Essa pergunta, tão comum, abre espaço para um mal-estar. Porque nos confronta com aquilo que talvez esteja em movimento, em dúvida, em pausa ou até em desconstrução. E, ao mesmo tempo, escancara um dos maiores mitos da modernidade: a ideia de que sucesso está em uma resposta pronta, em uma definição profissional sólida, imutável – e não em um processo contínuo de descoberta pessoal.

Não somos uma coisa só. E a carreira, ao contrário do que se romantizou por décadas, não é uma linha reta. É uma espiral, feita de recomeços, pausas, retornos e reinvenções. Aproveitando este ponto, é aqui que gosto de destrinchar três conceitos frequentemente confundidos: transição de carreira, mudança de carreira e recolocação profissional.

O que diferencia a transição da mudança de carreira?

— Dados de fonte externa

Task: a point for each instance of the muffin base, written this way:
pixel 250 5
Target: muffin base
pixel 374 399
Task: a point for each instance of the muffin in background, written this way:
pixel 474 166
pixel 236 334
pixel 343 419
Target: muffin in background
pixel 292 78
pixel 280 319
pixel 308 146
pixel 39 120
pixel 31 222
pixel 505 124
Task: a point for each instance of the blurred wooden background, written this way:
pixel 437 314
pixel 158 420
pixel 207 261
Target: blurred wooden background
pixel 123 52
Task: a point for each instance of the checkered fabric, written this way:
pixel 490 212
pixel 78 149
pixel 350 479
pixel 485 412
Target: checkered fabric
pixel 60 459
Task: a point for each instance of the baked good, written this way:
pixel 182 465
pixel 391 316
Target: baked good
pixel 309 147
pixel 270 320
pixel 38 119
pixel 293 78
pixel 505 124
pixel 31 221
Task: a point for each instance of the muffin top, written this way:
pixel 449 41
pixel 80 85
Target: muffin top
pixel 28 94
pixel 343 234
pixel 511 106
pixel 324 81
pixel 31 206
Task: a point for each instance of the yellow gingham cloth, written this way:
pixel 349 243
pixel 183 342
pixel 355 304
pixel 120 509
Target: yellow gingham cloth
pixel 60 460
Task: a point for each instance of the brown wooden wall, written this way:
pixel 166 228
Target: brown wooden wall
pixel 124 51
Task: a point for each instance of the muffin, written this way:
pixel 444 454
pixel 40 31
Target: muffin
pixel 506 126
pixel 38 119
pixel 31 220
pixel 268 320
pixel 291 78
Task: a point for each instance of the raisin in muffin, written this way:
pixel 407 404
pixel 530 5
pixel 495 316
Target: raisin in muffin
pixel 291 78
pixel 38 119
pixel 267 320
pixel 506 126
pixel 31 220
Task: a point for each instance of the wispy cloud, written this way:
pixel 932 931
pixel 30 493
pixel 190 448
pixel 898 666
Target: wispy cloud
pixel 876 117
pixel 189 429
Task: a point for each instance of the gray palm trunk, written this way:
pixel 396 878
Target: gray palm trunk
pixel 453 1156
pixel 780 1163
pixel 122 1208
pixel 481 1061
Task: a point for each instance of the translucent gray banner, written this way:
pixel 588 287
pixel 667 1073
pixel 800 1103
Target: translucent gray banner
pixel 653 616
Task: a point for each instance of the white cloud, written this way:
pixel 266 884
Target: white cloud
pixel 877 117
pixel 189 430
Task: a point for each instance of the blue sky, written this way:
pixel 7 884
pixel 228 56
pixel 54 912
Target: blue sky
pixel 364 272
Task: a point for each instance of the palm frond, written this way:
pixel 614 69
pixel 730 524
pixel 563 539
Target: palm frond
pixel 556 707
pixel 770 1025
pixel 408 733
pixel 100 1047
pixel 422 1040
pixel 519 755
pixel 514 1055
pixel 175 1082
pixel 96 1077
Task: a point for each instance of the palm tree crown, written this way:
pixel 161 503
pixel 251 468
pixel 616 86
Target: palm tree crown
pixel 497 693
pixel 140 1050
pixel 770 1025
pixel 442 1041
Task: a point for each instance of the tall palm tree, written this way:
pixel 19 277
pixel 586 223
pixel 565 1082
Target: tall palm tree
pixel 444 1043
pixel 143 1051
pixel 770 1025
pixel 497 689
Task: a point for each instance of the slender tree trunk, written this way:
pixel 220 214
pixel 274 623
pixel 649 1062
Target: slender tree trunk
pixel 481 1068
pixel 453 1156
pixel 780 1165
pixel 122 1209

Transição é quando você muda de função, mas dentro da mesma área. Como um engenheiro que passa a liderar projetos. Mudança, por sua vez, é mais profunda: como um advogado que vira professor. Já a recolocação é o processo de se reinserir no mercado após uma demissão ou saída, seja no mesmo setor ou em outro.

Vivemos em constante transformação: uma nova liderança, uma mudança no mercado, um impacto emocional, um burnout (infelizmente) ou até um chamado mais íntimo para sair do automático. Nem sempre a mudança é voluntária. Às vezes ela vem como sobrevivência, como reação ao imprevisível.

Há várias boas notícias nisso. Nenhuma experiência é perdida. Nenhum conhecimento é em vão. Tudo se transforma em repertório – e é isso que diferencia quem entrega valor. Peço aqui licença para compartilhar com você uma lenda: dizem que, certa vez, Picasso rabiscava distraidamente um guardanapo enquanto tomava café. Uma mulher, encantada pelo artista, pediu para ficar com o desenho. Ele prontamente respondeu: “Claro, são 20 mil dólares.” Surpresa, ela retrucou: “Mas o senhor levou apenas dois minutos para fazer isso!” E ele respondeu: “Não, senhora. Levei mais de 60 anos para conseguir fazer isso em dois minutos.” O valor está na bagagem, não no tempo de execução.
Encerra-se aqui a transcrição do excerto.